Author : United States. Commission of Fine Arts
Publisher :
Page : 502 pages
File Size : 37,34 MB
Release : 1973
Category : Architecture
ISBN :
Author : United States. Commission of Fine Arts
Publisher :
Page : 802 pages
File Size : 28,37 MB
Release : 1973
Category : Architecture
ISBN :
Author : Paul F. Boller
Publisher : Oxford University Press, USA
Page : 568 pages
File Size : 43,3 MB
Release : 1998
Category : Biography & Autobiography
ISBN : 9780195121421
At once funny and poignant, dramatic and illuminating, this anecdotal history covers every First Lady from Martha Washington to Hillary Rodham Clinton. "A marvelously entertaining work".--"Newsday".
Author : John Taliaferro
Publisher : Public Affairs
Page : 478 pages
File Size : 13,38 MB
Release : 2007-10-09
Category : History
ISBN : 158648611X
Gutzon Borglum, the sculptor of Mount Rushmore National Memorial, hoped that ten thousand years from now, when archaeologists came upon the four sixty-foot presidential heads carved in the Black Hills of South Dakota, they would have a clear and graphic understanding of American civilization. Borglum, the child of Mormon polygamists, had an almost Ahab-like obsession with Colossalism--a scale that matched his ego and the era. He learned how to be a celebrity from Auguste Rodin; how to be a political bully from Teddy Roosevelt. He ran with the Ku Klux Klan and mingled with the rich and famous from Wall Street to Washington.

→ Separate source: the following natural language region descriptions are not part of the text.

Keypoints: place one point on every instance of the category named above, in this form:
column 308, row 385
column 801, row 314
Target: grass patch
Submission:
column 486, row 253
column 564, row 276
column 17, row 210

Mount Rushmore was to be his crowning achievement, the newest wonder of the world, the greatest piece of public art since Phidias carved the Parthenon. But like so many episodes in the saga of the American West, what began as a personal dream had to be bailed out by the federal government, a compromise that nearly drove Borglum mad. Nor in the end could he control how his masterpiece would be received. Nor its devastating impact on the Lakota Sioux and the remote Black Hills of South Dakota. Great White Fathers is at once the biography of a man and the biography of a place, told through travelogue, interviews, and investigation of the unusual records that one odd American visionary left behind. It proves that the best American stories are not simple; they are complex and contradictory, at times humorous, at other times tragic.